On the one hand, it is a fairly average 1930’s detective murder mystery, although I have certainly read much worse, but on the other it provides some marvellous insights into the South Downs in the area specifically around Chanctonbury Ring in that time, which is really what took my interest.

Personally, I prefer murder mysteries involving ‘normal’ people, rather than the typical country house full of assorted Colonels and ladies and royalty and such-like, so popular at the time – other than the thought of bumping off the Upper Classes, of course! But this book delivers in that it is set on a downland farm, where the farmer goes missing, believed murdered. It even has, as a cover, an adaptation of one of the fabulous Leslie Carr railway posters of the 1930’s – what’s not to like?

The introduction mentions its ‘sense of place’, and the writing seems to me especially good at conveying an accurate feel of the landscape. One thing that comes over very strongly is the emptiness of the countryside at that time.

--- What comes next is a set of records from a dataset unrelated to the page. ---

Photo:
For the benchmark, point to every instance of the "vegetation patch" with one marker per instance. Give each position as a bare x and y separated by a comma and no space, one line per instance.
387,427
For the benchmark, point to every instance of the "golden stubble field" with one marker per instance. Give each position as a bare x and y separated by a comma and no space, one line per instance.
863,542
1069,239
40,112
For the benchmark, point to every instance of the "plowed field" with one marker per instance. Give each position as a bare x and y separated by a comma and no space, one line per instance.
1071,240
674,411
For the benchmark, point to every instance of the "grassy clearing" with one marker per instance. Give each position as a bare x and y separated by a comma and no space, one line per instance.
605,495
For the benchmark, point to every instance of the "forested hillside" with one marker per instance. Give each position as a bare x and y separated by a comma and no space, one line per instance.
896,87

The Downs have been sparsely inhabited since Roman times; before then, much of the population chose to live on the higher, drier, lands of the chalklands of South and South East England, away from the forested and frequently marshy lower areas where travel was difficult and clearance very hard work. After the arrival of the Romans, however, all this changed, and since then the chalklands have been left largely to a small population living mainly by farming sheep.

We now have many people visiting for leisure purposes and on fine days popular routes such as the walk to Birling Gap from Eastbourne (or from convenient car parks much closer!) may easily see hundreds of visitors striding along the footpaths and hanging off the edge of the cliffs taking selfies (other stupid ways to kill oneself are available). On the same day, though, nearby footpaths may see no visitors at all. It is still a sparsely populated area.

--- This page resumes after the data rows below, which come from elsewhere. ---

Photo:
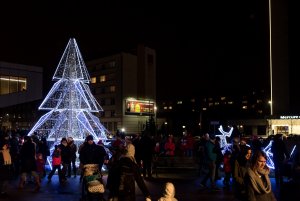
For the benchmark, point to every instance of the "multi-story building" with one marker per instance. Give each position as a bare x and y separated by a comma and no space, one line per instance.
20,88
125,86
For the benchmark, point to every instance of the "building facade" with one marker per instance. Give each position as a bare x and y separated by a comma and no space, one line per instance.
124,84
21,86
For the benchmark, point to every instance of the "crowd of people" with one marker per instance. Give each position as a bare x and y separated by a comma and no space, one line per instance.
132,159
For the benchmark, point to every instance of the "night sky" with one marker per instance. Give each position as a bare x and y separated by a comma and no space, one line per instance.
225,42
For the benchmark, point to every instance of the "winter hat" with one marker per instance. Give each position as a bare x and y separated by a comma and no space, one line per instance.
89,137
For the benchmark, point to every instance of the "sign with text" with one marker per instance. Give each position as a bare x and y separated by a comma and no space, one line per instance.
139,107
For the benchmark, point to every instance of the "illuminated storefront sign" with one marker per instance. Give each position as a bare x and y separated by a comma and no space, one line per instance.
139,107
290,117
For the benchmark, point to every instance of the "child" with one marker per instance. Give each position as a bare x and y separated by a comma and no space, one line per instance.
40,165
169,193
56,163
227,168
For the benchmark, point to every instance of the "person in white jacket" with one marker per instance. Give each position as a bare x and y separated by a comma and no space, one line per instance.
169,193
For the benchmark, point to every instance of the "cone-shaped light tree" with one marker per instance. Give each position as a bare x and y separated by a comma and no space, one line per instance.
70,102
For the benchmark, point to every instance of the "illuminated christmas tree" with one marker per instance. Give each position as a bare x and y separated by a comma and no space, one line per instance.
70,103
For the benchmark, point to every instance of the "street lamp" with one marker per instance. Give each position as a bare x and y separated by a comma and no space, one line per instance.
271,108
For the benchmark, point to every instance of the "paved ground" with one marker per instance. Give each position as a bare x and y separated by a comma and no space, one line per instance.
186,183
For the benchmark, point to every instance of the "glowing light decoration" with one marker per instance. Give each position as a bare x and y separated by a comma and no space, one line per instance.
269,154
70,103
223,141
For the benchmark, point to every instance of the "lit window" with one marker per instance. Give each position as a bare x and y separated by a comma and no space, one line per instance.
112,88
22,84
12,84
112,64
4,83
102,78
93,80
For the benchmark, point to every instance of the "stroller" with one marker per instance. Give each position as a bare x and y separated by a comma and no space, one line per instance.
92,184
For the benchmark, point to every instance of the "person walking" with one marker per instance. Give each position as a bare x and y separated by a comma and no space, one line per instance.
257,179
123,176
5,167
28,164
73,151
241,165
210,160
169,192
56,163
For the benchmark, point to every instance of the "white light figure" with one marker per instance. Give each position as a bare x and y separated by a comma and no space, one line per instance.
70,103
269,154
223,141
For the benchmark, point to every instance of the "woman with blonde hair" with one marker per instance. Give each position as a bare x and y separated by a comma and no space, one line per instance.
257,179
169,193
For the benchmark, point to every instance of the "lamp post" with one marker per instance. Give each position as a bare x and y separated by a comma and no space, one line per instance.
270,49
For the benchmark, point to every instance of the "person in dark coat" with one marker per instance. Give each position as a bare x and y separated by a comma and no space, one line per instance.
65,158
121,180
28,164
5,167
257,179
147,145
280,155
91,153
73,151
44,149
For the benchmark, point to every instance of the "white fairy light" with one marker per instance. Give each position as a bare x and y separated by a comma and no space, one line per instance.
70,103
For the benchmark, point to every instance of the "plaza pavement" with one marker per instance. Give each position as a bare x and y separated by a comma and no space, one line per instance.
187,185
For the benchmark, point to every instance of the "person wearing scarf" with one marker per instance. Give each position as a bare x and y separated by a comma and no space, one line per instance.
5,167
257,179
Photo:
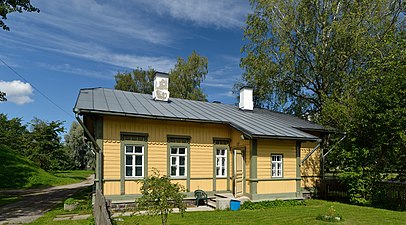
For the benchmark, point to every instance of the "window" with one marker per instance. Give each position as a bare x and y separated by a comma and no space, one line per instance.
221,162
277,165
134,160
178,161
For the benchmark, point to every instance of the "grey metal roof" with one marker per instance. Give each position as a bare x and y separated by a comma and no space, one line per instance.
257,123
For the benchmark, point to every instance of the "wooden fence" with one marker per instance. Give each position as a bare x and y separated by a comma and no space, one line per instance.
100,211
386,194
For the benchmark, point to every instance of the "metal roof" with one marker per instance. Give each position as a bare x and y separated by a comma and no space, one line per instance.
259,123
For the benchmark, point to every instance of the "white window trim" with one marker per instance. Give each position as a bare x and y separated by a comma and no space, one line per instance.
133,161
280,162
177,156
218,158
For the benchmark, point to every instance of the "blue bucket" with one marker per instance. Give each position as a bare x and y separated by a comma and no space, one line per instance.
234,204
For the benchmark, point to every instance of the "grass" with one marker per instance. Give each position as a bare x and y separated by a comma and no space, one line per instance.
21,173
8,198
83,198
281,215
305,214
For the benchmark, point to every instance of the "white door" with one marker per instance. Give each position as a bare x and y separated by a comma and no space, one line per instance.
238,173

John Bude evokes this sense of emptiness well. His descriptions of the roads and paths on and around the area really allow the reader to feel this. His characters walk the lanes and roads of the downs frequently without meeting anyone else on their journeys. Farms and houses are ‘isolated’, and even at a time when most people would travel by public transport to cover any distance, the population is so small that when questioned by the detective on the case, a bus conductor can remember who was on his bus several weeks before.

There are four lime kilns near Washington, on the edge of the area described in the story, which I suspect were the inspiration for the lime kiln featured on the farm in the book. No spoilers, but you might well guess their relevance to a murder mystery.

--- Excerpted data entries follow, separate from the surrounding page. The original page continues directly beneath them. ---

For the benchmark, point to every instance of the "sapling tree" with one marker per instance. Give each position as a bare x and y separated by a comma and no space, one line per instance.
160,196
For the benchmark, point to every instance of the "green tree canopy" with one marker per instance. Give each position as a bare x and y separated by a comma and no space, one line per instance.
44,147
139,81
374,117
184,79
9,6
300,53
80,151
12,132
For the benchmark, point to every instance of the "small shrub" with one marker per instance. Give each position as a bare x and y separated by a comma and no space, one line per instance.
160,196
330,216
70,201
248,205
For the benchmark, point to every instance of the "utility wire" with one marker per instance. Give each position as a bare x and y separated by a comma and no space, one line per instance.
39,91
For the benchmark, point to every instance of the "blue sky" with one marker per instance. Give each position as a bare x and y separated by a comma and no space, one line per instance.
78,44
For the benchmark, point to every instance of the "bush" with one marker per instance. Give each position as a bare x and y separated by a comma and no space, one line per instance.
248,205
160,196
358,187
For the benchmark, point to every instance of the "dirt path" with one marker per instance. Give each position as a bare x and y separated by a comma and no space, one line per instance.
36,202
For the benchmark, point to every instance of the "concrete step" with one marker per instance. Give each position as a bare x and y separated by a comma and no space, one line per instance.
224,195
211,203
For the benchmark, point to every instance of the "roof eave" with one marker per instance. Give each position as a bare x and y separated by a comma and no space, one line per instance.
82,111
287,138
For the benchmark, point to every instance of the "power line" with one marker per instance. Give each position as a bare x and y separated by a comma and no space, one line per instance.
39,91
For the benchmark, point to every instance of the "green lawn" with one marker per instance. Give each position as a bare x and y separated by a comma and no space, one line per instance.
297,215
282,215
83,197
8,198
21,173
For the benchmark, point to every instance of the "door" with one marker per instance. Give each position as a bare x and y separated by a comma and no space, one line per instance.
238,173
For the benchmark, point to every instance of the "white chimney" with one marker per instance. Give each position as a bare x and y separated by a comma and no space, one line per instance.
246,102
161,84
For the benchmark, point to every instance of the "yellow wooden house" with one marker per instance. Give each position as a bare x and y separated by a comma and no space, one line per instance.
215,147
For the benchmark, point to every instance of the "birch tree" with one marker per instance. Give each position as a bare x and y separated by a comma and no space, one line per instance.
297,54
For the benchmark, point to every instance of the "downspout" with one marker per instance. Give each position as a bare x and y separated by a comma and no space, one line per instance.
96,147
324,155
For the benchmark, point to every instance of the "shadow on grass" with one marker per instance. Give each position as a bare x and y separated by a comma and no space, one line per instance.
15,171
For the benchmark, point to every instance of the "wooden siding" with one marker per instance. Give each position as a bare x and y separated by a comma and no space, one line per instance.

But it is the descriptions of the roads and paths that particularly take my interest, roads and paths virtually empty of footfall or traffic even during the day, emphasising how lightly populated the area was, and still is today, to a degree. Other than popular footpaths such as the long distance South Downs Way, and those footpaths running between popular tourist spots, it is still easy to find solitude in this quiet area of the otherwise heavily populated South East England.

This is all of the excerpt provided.